Fact 1: Within a day after you have delivered your baby, your pregnancy weight can drop considerably.
It could reach about 8 lbs. or so – because the placenta, “baby water” (amniotic fluid), blood, and the baby itself will have been removed from your body.
Still you may find that the weight you lost is not enough to bring you back to your pre-pregnancy condition. This is why you would need the services of a personal trainer. Fortunately, it’s not hard to get a personal trainer in Singapore, who can professionally help you to lose weight.
Your consequent weight loss (after the initial one), is not just for purposes of vanity. It’s actually more directed at helping you recover your strength and increase your energy levels, so that you can be more equipped to deal with your new role as a mother.
Fact 2: Having carried all that excess weight around while pregnant has put a lot of pressure and stress on your ligaments, lower back, ankles, heels, shins, and calves.
This is one of the instances where the practicality of getting a professional personal training program designed for your postnatal training needs comes into play.
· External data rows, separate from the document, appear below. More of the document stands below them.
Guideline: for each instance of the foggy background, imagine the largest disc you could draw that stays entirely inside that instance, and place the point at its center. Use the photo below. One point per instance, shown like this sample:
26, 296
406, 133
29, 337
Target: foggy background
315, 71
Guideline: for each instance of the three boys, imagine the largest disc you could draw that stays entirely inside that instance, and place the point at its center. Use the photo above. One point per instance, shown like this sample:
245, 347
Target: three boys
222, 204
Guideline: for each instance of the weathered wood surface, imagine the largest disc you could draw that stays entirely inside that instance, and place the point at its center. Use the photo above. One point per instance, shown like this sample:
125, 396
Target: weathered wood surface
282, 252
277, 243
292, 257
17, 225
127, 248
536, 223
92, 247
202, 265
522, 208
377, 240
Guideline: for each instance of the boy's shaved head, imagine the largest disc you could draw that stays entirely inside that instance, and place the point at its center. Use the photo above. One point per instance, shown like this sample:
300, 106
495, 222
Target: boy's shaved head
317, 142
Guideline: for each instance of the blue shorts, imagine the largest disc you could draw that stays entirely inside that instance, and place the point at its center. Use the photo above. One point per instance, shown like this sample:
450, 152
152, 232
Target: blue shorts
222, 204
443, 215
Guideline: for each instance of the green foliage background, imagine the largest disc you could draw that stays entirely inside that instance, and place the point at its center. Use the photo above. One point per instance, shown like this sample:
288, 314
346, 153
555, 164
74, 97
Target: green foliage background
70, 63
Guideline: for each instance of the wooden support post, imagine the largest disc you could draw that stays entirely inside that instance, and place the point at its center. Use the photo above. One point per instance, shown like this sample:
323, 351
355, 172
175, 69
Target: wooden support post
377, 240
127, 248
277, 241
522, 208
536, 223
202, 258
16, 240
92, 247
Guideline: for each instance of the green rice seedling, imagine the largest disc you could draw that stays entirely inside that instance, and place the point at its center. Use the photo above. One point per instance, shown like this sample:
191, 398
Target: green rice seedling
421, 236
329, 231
Your fitness trainer will not only give you a routine to follow, you can have peace of mind because you’re assured that areas in your body that need specific targeting will be attended to, in the safest and most effective ways, given your condition as a new mother.
Fact 3: Aside from your abdomen, your feet and your breasts are two parts of your body that will have considerably increased in size.
This necessitates the use of bigger-size brassieres and workout footwear. Remember, your comfort is of paramount importance while working out. If you used to do workouts pre-pregnancy, you should avoid wearing your old workout gear after delivery, because they may only constrict your movements. When that happens, you could become frustrated or angry at yourself for having gained weight. Such stress can increase cortisol production in your body, which can make you retain fat.
So, to avoid that, just make sure that you invest a bit in yourself too. Buy comfortable workout clothes that are a size, or two sizes bigger. You can easily fit into your old workout gear once you have already lost a lot of the weight that you gained during pregnancy.
Fact 4: Your body needs lots of water.
Drink water before, during, and after your workout sessions. This must be done without fail, especially if you are breastfeeding. Never allow yourself to be dehydrated as it could have inconvenient side-effects such as migraines and a tendency to get tired faster. The production of your milk could also suffer if you don’t hydrate well enough.
It’s not hard to get the most out of your postnatal exercise routines when you follow the guidance of your trainer. As eager as you may be to get back your pre-pregnancy weight, it’s still pays to be patient and pace yourself. That way, you’ll lose weight safely and avoid getting injured.